Vous filmez, la caméra capture les effets, et au montage, vous n'avez plus rien à embellir. C'est le principe : tout ce qui se passe visuellement pendant que le capteur fonctionne est déjà dans l'image. Pas de sessions de compositing, pas de fermes de rendu — juste de la photographie artisanale sur le plateau.
Les effets en prise de vue vont de la classique multi-exposition (plusieurs prises sur la même image, autrefois possible uniquement avec la pellicule, aujourd'hui réalisable avec des caméras numériques via des modes de calque) aux reflets pratiques que vous créez par un placement stratégique de surfaces réfléchissantes. Le flou de mouvement est créé par un mouvement réel devant l'objectif avec un temps d'obturation long — et non par un flou de mouvement ultérieur à l'ordinateur. La réfraction par prisme, les traînées de lumière par grille ou gaze devant l'objectif, les formes de bokeh par masques physiques dans le diaphragme — tout cela se construit mécaniquement et vous voyez le résultat immédiatement dans le moniteur. Cela vous donne un contrôle et une authenticité que la simulation numérique n'atteint souvent pas.
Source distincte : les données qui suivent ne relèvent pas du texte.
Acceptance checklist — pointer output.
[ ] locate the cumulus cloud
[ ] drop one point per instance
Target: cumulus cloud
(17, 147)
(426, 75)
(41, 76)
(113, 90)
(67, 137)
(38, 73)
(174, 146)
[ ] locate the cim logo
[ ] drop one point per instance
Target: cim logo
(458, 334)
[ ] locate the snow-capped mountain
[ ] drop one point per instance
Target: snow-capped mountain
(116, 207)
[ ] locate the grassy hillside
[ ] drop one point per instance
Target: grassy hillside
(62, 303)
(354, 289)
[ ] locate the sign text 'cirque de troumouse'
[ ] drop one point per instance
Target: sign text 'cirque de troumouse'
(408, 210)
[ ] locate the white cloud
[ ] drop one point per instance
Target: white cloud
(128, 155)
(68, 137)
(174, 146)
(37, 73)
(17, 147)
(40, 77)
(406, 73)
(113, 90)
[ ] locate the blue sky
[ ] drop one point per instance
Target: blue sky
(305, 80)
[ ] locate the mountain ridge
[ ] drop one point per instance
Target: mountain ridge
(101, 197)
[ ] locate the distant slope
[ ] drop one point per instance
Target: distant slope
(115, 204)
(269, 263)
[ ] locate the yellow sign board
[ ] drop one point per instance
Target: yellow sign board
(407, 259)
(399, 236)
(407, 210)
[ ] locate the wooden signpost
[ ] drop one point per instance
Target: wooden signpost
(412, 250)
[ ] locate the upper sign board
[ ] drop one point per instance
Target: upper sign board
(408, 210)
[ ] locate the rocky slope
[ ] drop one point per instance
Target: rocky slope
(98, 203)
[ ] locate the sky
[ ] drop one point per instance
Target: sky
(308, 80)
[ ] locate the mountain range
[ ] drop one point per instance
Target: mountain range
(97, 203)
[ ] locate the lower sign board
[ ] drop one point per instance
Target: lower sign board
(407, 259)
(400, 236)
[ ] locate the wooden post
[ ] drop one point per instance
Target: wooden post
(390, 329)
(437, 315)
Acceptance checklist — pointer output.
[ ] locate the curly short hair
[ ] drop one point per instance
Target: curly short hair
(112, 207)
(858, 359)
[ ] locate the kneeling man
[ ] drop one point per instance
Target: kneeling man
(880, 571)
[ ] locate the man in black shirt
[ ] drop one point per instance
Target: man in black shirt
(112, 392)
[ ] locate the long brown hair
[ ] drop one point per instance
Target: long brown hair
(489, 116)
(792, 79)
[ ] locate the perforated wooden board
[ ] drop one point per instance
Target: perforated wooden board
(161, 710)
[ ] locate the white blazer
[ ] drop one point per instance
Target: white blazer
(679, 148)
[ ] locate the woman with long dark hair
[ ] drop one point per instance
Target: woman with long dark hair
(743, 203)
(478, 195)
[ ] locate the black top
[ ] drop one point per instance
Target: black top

La pratique : il faut de la planification. N'essayez pas d'improviser une multi-exposition spontanément — vous devez calibrer les valeurs d'exposition avec précision, sinon la première couche sera brûlée ou la seconde sera à peine visible. Avec les caméras numériques, cela fonctionne mieux qu'avant : vous pouvez utiliser la vue en direct, afficher la première prise en superposition et enregistrer la seconde avec précision. Pour les reflets : volets, verre dépoli, papier argenté — tous ces matériaux jouent un rôle dans la composition. L'avantage réside dans l'authenticité optique. Un mouvement réfléchi est différent d'un mouvement dupliqué numériquement, car il y a une véritable réfraction de la lumière en jeu.
Là où ça devient délicat : tout ne fonctionne pas en prise de vue aussi élégamment qu'en studio VFX. Vous aurez souvent encore besoin de plans complexes avec des calques d'effets au montage — mais le noyau, l'impression visuelle, est déjà là. Les directeurs de photographie modernes combinent souvent les deux : ils créent autant que possible devant l'objectif et n'utilisent le post-traitement numérique que pour les subtilités ou l'impossible. Cela permet de gagner du temps, de l'argent et vous offre un flux de travail plus direct — ce que vous voyez est proche de ce que le spectateur verra plus tard.